Gastronomia
I Castelli Romani si aggiudicano il titolo di Città Italiana del Vino 2025
L’annuncio dell’Associazione Nazionale premia i dieci comuni dei Castelli Romani, con Marino come capofila e Nemi come coordinatore. Un anno di eventi celebrerà la tradizione vitivinicola di uno dei territori più storici del vino italiano
24 ottobre 2024 | 16:35 | C. S.
I Castelli Romani sono ufficialmente la Città Italiana del Vino 2025. La nomina sarà formalizzata il 27 ottobre a Stresa (VB), in occasione della Convention Città del Vino. La candidatura ha coinvolto dieci comuni della provincia di Roma, con Marino come capofila e Nemi nel ruolo di coordinatore, affiancati dai comuni di Ariccia, Colonna, Frascati, Genzano di Roma, Grottaferrata, Lanuvio, Lariano e Velletri.
“Il 2025 sarà un anno all’insegna dei Castelli Romani come Città del Vino italiana. Un territorio di grande valore, con una candidatura vincente che coinvolge 10 comuni - ha dichiarato Angelo Radica, presidente dell’Associazione Città del Vino -. Questo territorio esprime grandi potenzialità non solo nel settore enologico, ma anche dal punto di vista socio-economico, turistico e ambientale, sempre alla ricerca della sostenibilità”.
Un territorio di eccellenza tra tradizione e innovazione
I Castelli Romani rappresentano una delle zone vitivinicole più prestigiose d’Italia, con denominazioni di rilievo come il Frascati DOCG e il Marino DOC. Complessivamente, il territorio vanta 2 DOCG e 7 DOC, simbolo di una tradizione secolare che ha saputo innovarsi mantenendo viva la sua identità. “Dalle storiche vigne urbane a una visione moderna e sostenibile, i Castelli Romani hanno saputo coniugare tradizione e innovazione”, ha aggiunto Radica.
Il programma per il 2025 prevede un ricco calendario di eventi, che coinvolgeranno tutti i dieci comuni, valorizzando la cultura del vino e attirando visitatori ed esperti da tutta Italia e dall’estero.

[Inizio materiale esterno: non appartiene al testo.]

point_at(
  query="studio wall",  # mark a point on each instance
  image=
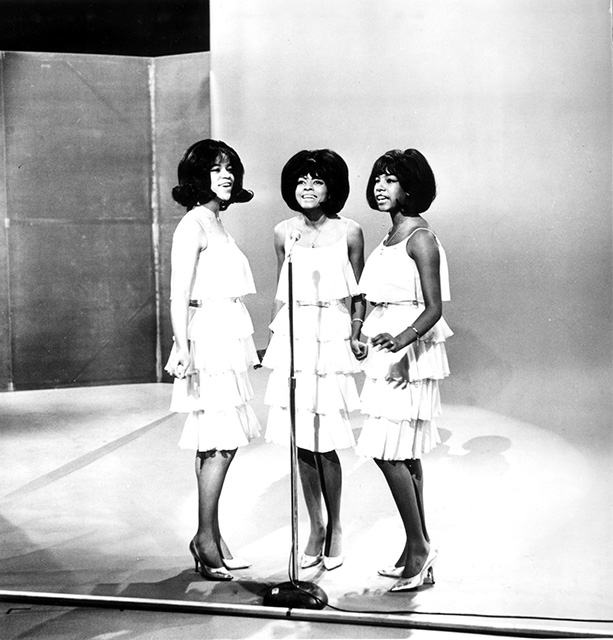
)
(89, 144)
(511, 103)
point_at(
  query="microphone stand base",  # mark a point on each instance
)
(296, 595)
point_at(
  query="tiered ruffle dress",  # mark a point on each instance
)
(400, 422)
(217, 398)
(323, 283)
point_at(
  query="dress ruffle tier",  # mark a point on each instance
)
(400, 423)
(324, 370)
(217, 396)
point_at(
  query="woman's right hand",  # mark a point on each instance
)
(183, 366)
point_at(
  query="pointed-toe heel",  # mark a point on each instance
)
(306, 562)
(331, 563)
(425, 575)
(210, 573)
(391, 572)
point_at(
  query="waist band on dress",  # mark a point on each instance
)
(200, 303)
(401, 303)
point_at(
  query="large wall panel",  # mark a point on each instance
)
(80, 254)
(181, 110)
(511, 103)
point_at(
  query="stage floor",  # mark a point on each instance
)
(97, 499)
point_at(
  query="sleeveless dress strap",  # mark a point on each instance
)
(421, 229)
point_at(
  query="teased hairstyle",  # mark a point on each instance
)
(195, 178)
(320, 163)
(414, 175)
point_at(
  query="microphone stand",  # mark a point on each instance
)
(295, 593)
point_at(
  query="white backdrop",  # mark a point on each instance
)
(510, 100)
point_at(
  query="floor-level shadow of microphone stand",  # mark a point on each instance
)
(294, 593)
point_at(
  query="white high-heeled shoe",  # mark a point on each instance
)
(391, 572)
(334, 562)
(306, 562)
(426, 573)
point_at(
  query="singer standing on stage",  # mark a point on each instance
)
(213, 345)
(406, 279)
(328, 256)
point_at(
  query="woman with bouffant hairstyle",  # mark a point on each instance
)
(407, 280)
(213, 346)
(327, 262)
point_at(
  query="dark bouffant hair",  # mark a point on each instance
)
(414, 175)
(324, 164)
(195, 179)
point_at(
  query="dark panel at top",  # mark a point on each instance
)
(112, 27)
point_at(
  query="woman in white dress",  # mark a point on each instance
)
(406, 279)
(213, 345)
(328, 311)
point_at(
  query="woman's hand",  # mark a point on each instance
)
(398, 374)
(359, 348)
(182, 367)
(388, 342)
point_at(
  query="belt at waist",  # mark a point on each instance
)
(201, 303)
(402, 303)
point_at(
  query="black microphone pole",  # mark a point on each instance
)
(295, 593)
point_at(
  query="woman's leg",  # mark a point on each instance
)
(417, 474)
(331, 478)
(403, 490)
(311, 488)
(211, 469)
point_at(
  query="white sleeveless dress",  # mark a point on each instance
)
(217, 398)
(324, 364)
(400, 422)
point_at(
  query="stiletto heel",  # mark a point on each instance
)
(210, 573)
(391, 572)
(416, 581)
(306, 562)
(331, 563)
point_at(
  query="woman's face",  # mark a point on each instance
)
(389, 195)
(310, 192)
(222, 179)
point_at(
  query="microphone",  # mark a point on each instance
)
(294, 236)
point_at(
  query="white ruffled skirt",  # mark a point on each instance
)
(324, 367)
(217, 398)
(400, 422)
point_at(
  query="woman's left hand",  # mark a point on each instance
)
(386, 341)
(359, 348)
(398, 374)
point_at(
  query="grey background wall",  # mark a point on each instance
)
(90, 146)
(511, 103)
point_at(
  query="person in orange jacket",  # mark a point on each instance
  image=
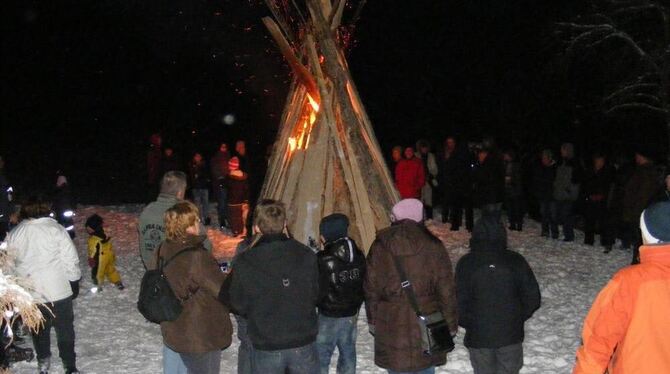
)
(628, 327)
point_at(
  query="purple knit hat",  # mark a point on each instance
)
(408, 209)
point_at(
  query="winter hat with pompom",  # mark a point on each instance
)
(234, 163)
(655, 223)
(408, 209)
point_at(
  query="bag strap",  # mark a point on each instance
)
(406, 285)
(165, 263)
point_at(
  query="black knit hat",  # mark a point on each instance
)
(489, 233)
(94, 222)
(334, 226)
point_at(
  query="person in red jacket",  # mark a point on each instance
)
(627, 328)
(409, 175)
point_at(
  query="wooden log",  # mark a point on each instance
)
(301, 72)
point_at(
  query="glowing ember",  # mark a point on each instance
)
(301, 138)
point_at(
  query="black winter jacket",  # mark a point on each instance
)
(275, 285)
(489, 181)
(341, 274)
(497, 292)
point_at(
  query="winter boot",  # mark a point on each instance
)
(43, 365)
(16, 354)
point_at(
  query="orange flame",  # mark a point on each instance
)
(303, 132)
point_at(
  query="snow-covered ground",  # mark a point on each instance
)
(112, 337)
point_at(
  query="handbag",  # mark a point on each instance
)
(156, 301)
(435, 335)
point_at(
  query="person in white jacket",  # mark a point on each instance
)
(46, 256)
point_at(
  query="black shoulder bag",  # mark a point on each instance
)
(435, 335)
(157, 302)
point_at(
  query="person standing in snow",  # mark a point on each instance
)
(6, 205)
(513, 190)
(154, 157)
(566, 190)
(627, 328)
(341, 274)
(101, 256)
(391, 318)
(46, 256)
(203, 329)
(219, 168)
(62, 205)
(409, 175)
(489, 179)
(497, 292)
(543, 191)
(197, 173)
(275, 285)
(151, 225)
(638, 193)
(596, 188)
(430, 172)
(237, 184)
(456, 185)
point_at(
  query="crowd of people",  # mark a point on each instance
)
(294, 306)
(609, 194)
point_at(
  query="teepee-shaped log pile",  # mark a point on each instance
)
(326, 158)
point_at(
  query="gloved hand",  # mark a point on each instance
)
(75, 288)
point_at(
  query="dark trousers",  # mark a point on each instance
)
(548, 213)
(222, 206)
(596, 220)
(566, 218)
(504, 360)
(302, 360)
(63, 322)
(452, 211)
(514, 206)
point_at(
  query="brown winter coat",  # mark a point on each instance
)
(204, 324)
(638, 192)
(427, 264)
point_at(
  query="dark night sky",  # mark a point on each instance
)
(85, 82)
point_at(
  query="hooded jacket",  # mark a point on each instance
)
(497, 290)
(275, 285)
(45, 255)
(428, 267)
(627, 328)
(195, 278)
(341, 274)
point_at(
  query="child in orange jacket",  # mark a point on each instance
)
(101, 257)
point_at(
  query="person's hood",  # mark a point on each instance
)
(405, 238)
(488, 234)
(342, 248)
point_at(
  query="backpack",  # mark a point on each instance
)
(157, 302)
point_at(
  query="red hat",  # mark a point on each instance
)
(234, 163)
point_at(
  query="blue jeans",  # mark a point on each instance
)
(302, 360)
(566, 218)
(246, 350)
(222, 206)
(201, 200)
(430, 370)
(340, 332)
(202, 363)
(172, 362)
(548, 213)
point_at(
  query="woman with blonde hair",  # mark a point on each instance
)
(203, 328)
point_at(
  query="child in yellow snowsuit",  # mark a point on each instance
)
(101, 257)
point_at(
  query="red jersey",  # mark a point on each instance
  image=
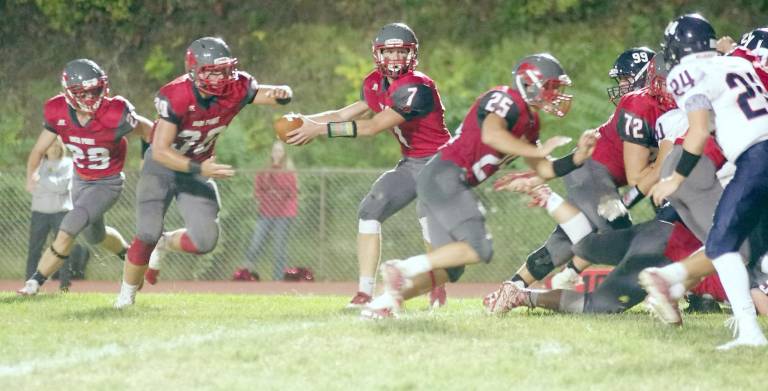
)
(415, 97)
(758, 60)
(200, 120)
(98, 147)
(277, 193)
(467, 149)
(633, 121)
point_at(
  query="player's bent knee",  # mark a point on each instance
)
(369, 227)
(94, 236)
(621, 222)
(484, 249)
(539, 263)
(139, 252)
(454, 273)
(373, 208)
(199, 243)
(74, 221)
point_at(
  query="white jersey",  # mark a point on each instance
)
(734, 92)
(672, 125)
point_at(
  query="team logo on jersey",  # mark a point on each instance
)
(82, 140)
(212, 121)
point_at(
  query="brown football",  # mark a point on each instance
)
(286, 124)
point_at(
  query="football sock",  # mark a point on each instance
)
(39, 277)
(366, 284)
(674, 273)
(571, 302)
(733, 275)
(414, 266)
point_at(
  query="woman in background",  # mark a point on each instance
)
(51, 200)
(276, 190)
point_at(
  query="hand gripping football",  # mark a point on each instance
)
(286, 124)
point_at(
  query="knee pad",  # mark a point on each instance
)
(577, 227)
(371, 227)
(483, 247)
(138, 253)
(75, 221)
(539, 263)
(201, 244)
(621, 222)
(372, 207)
(454, 273)
(94, 234)
(611, 209)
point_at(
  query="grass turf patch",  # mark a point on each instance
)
(205, 341)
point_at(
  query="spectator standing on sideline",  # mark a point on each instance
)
(276, 190)
(51, 200)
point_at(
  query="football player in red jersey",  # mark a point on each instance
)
(620, 157)
(406, 101)
(502, 124)
(193, 110)
(93, 126)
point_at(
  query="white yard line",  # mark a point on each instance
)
(74, 357)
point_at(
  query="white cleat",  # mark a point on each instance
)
(125, 300)
(385, 306)
(509, 295)
(746, 332)
(566, 279)
(660, 300)
(31, 287)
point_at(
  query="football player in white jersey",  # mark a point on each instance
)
(705, 85)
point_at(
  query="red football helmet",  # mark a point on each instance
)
(656, 82)
(211, 66)
(395, 36)
(542, 81)
(85, 85)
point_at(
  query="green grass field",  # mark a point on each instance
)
(203, 341)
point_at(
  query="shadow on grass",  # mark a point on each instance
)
(108, 312)
(14, 298)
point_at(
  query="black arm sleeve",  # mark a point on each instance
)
(501, 104)
(127, 122)
(413, 101)
(253, 89)
(165, 109)
(48, 127)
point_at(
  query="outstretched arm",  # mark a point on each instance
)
(548, 169)
(383, 120)
(693, 146)
(44, 141)
(163, 153)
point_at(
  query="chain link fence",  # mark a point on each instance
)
(322, 237)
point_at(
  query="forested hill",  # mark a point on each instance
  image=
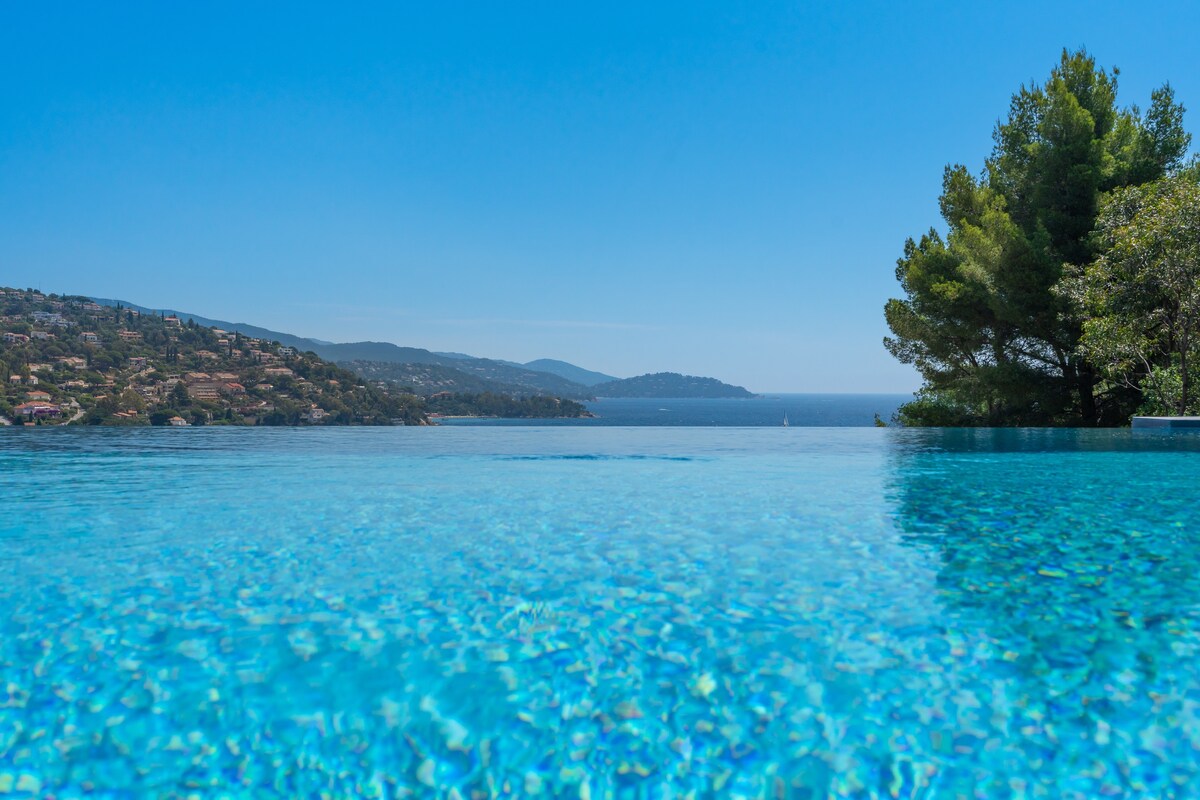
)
(66, 359)
(669, 384)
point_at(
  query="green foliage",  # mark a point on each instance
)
(981, 320)
(1140, 298)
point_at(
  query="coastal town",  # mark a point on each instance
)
(69, 360)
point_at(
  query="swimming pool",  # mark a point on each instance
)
(599, 613)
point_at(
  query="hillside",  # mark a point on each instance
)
(429, 372)
(499, 372)
(69, 360)
(570, 372)
(669, 384)
(426, 379)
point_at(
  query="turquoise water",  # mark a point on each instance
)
(599, 613)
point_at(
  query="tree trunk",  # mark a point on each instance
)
(1085, 382)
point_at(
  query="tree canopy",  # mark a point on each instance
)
(1141, 295)
(981, 319)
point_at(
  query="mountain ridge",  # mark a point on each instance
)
(541, 376)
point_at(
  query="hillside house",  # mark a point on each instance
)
(37, 410)
(204, 391)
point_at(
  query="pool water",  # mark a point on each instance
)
(599, 613)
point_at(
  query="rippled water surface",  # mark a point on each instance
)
(599, 613)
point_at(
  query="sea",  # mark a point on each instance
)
(762, 410)
(599, 612)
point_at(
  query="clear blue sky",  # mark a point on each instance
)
(712, 188)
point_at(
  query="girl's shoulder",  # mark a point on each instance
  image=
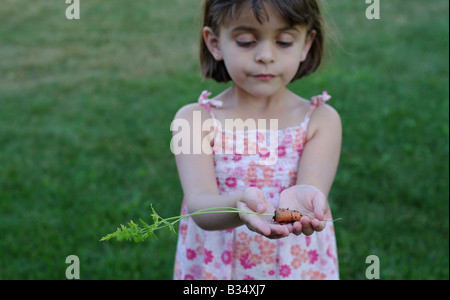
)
(324, 118)
(192, 111)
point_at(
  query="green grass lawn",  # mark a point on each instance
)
(85, 113)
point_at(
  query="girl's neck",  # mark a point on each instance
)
(263, 105)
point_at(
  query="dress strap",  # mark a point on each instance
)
(316, 101)
(207, 103)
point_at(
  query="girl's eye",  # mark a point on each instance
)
(285, 44)
(245, 44)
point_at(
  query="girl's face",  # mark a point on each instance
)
(260, 58)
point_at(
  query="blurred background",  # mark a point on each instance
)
(85, 113)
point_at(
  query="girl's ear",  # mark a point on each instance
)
(212, 42)
(308, 43)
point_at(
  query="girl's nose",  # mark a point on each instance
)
(265, 53)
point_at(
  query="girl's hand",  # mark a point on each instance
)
(308, 200)
(253, 200)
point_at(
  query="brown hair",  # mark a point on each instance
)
(217, 13)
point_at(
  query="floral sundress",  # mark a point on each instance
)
(240, 254)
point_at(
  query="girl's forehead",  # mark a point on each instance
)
(268, 16)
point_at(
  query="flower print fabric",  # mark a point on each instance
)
(240, 254)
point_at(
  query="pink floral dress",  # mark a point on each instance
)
(240, 254)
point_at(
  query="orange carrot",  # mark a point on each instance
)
(285, 216)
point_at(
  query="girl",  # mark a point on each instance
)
(260, 46)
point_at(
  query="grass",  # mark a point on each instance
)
(85, 114)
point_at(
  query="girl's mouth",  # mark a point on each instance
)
(265, 77)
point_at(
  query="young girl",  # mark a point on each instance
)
(260, 46)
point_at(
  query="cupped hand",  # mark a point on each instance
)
(309, 201)
(253, 200)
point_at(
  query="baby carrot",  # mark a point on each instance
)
(286, 216)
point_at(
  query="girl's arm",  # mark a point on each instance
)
(317, 170)
(320, 157)
(198, 180)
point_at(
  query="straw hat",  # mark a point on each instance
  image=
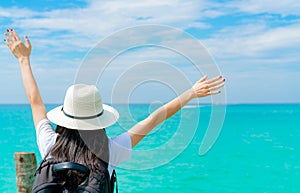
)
(83, 110)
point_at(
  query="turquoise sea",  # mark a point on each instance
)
(257, 151)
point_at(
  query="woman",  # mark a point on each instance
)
(80, 135)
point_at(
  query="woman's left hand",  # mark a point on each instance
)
(16, 46)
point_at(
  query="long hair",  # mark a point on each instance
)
(86, 147)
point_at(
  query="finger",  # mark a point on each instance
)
(7, 38)
(203, 79)
(27, 42)
(15, 35)
(213, 93)
(217, 87)
(216, 83)
(12, 35)
(214, 79)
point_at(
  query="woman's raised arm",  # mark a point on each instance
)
(201, 88)
(22, 52)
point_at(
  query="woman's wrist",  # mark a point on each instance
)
(24, 59)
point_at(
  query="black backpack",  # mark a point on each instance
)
(49, 178)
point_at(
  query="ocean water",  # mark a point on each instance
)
(258, 150)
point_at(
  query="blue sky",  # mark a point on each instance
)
(254, 43)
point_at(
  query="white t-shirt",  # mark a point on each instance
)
(119, 147)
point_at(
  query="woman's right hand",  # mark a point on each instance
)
(16, 46)
(205, 87)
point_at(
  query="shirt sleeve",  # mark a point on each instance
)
(46, 136)
(119, 149)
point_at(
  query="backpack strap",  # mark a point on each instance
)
(70, 166)
(113, 180)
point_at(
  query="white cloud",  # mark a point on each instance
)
(287, 7)
(254, 41)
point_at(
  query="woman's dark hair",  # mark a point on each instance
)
(86, 147)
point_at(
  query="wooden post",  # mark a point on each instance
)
(25, 169)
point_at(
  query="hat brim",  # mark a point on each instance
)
(109, 117)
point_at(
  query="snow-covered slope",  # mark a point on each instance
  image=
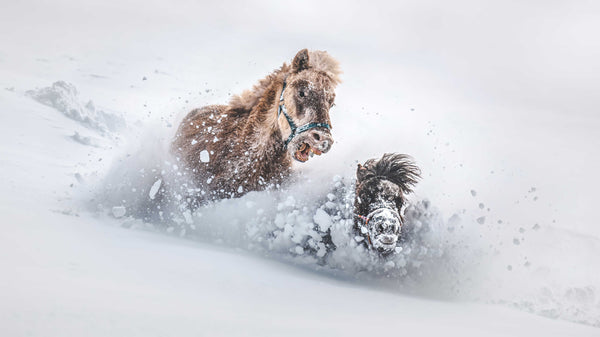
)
(514, 202)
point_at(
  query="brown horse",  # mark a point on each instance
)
(250, 144)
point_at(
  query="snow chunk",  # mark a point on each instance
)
(63, 97)
(322, 219)
(204, 156)
(154, 188)
(119, 211)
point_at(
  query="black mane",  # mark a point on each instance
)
(397, 168)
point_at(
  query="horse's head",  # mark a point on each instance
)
(306, 97)
(381, 187)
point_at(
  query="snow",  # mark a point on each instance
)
(92, 99)
(154, 189)
(204, 156)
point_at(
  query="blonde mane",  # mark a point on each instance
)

Questo darà ulteriore impulso alla promozione del territorio, creando nuove opportunità per il settore vitivinicolo locale e per l’enoturismo.
Marino, capofila e tradizione
Il comune di Marino, capofila della candidatura, si trova in un momento particolarmente significativo, come ha sottolineato il sindaco Stefano Cecchi: “Siamo onorati di essere il comune capofila della Città Italiana del Vino 2025, in concomitanza con i festeggiamenti per i 100 anni della nostra Sagra dell’Uva. Un ringraziamento speciale va al presidente Radica e alla commissione per aver riconosciuto il valore del nostro progetto”.
Cecchi ha poi espresso il suo orgoglio per il passaggio di testimone dai comuni del Gran Monferrato e dell’Alto Piemonte, terre di grande prestigio nel mondo del vino, e ha sottolineato l’importanza di questo titolo per tutto il territorio dei Castelli Romani.
Un futuro di eventi e promozione enoturistica
Il 2025 sarà dunque un anno cruciale per i Castelli Romani, che vedranno un calendario di eventi enogastronomici e culturali per celebrare e promuovere il patrimonio vitivinicolo locale. Questa nomina non solo rafforzerà la reputazione dei Castelli Romani nel panorama vitivinicolo nazionale, ma contribuirà anche a dare nuovo slancio al turismo e all’economia locale.